Há quase seis décadas a rede inglesa é referência nesse tipo de programação. A chave de seu êxito: entreter sem abdicar do rigos científico e da inovação

Por Marcelo Marthe Materia seguir SEGUIR Materia seguir SEGUINDO 7 ago 2015, 22h31

Em uma sala da Unidade de História Natural da BBC, na cidade inglesa de Bristol, o produtor com jeito de nerd exibe seu novo campo de batalha intelectual. No quadro coberto de rabiscos sobre várias espécies, de pinguins a chimpanzés, uma anotação surge em realce: “Dynasty = Game of Thrones animal”. Com lançamento provável em 2018, Dynasty (Dinastia) vem a ser a próxima superprodução sobre bichos de um dos maiores especialistas mundiais na matéria. Já a menção à série de fantasia da HBO entrega aquilo que o produtor Mike Gunton quer oferecer no futuro programa. “Vamos seguir os passos de diversos clãs animais para mostrar que a luta pelo poder na natureza tem lances tão espetaculares quanto os que se veem na ficção”, diz Gunton. A cena flagrada por VEJA na maior central de produção de documentários sobre natureza do planeta diz mais do que se suspeitaria sobre o gênero. Ao longo de quase sessenta anos, tais programas evoluíram dos monótonos registros em preto e branco de leões na savana a uma profusão de subgêneros que vai dos reality shows a produções com padrão hollywoodiano. A concorrência tornou-­se feroz: desde a tradicional sociedade americana National Geographic até canais como o Discovery e seu derivado Animal Planet, passando pela Disney, inúmeras potências disputam hoje um naco do segmento lucrativo. O serviço de vídeos on demand Netflix já anunciou que nos próximos anos vai entrar no jogo. Mas é a BBC que continua ditando o padrão-ouro de inovação e credibilidade na seara. Os brasileiros ganharão um apanhado de suas 150 horas de produção anual sobre o tema com a chegada do canal BBC Earth a várias operadoras a partir de 1º de setembro. Para além da quantidade, os documentaristas da BBC revelam-se imbatíveis na alquimia complexa de fazer da observação dos bichos uma fonte de entretenimento.

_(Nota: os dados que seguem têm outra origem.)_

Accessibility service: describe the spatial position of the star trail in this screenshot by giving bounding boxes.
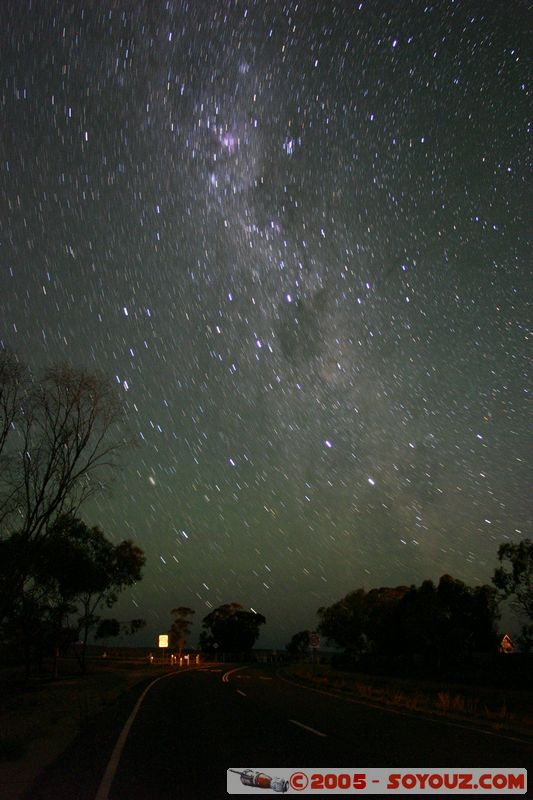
[1,0,530,647]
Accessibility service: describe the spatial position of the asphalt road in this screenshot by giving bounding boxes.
[23,664,531,799]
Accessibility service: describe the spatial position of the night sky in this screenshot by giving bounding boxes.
[1,1,530,648]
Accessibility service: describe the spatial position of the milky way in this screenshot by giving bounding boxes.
[1,1,530,646]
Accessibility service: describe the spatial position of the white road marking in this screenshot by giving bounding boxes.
[94,668,204,800]
[289,719,327,737]
[237,690,247,697]
[278,672,533,746]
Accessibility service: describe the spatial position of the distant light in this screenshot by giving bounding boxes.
[229,458,236,467]
[286,293,293,303]
[324,440,333,449]
[368,477,376,486]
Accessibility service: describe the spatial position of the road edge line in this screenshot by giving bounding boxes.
[277,670,533,746]
[94,668,200,800]
[289,719,327,737]
[222,665,248,683]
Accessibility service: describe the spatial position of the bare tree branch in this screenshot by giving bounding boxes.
[0,354,130,622]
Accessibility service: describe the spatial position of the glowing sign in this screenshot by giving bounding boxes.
[158,634,169,648]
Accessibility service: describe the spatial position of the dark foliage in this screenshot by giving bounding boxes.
[493,539,533,650]
[200,602,265,653]
[318,574,499,668]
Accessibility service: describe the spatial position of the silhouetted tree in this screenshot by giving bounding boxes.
[169,606,195,654]
[317,576,498,667]
[493,539,533,650]
[286,630,311,657]
[73,526,146,671]
[124,618,147,636]
[7,514,146,673]
[0,351,128,623]
[317,589,367,653]
[395,576,498,664]
[360,585,410,655]
[0,350,26,528]
[200,603,265,654]
[95,618,121,641]
[2,590,77,678]
[317,586,409,655]
[95,617,146,643]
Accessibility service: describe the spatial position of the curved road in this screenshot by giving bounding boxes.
[24,664,530,799]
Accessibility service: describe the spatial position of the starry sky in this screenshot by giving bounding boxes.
[1,0,530,649]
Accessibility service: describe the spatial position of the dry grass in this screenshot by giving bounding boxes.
[0,657,181,800]
[0,657,171,763]
[285,664,533,735]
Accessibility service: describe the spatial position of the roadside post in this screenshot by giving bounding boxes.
[309,631,320,674]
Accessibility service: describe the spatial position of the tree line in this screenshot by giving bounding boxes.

Uma grande produção da rede inglesa, como Planeta Terra (2006), chega a atrair audiência global na casa dos 500 milhões de pessoas. No Brasil, um estudo da própria BBC mostra que 55% dos espectadores entre 16 e 65 anos veem com frequência atrações do gênero. Mas, ao mesmo tempo em que a empatia atávica dos humanos pelos bichos é um chamariz irresistível, a exploração continuada do tema amplia os desafios para cativar o público. É raríssimo aparecer uma nova espécie para mostrar no ar. “Quando aparecem, são no máximo insetos e outros bichos nada carismáticos”, diz Wendy Darke, chefe da unidade de documentários naturais da BBC. Os produtores têm de arrancar leite de pedra, pois os enredos não são numerosos: feras saindo à caça, aves em busca de filhotes desgarrados, e por aí afora.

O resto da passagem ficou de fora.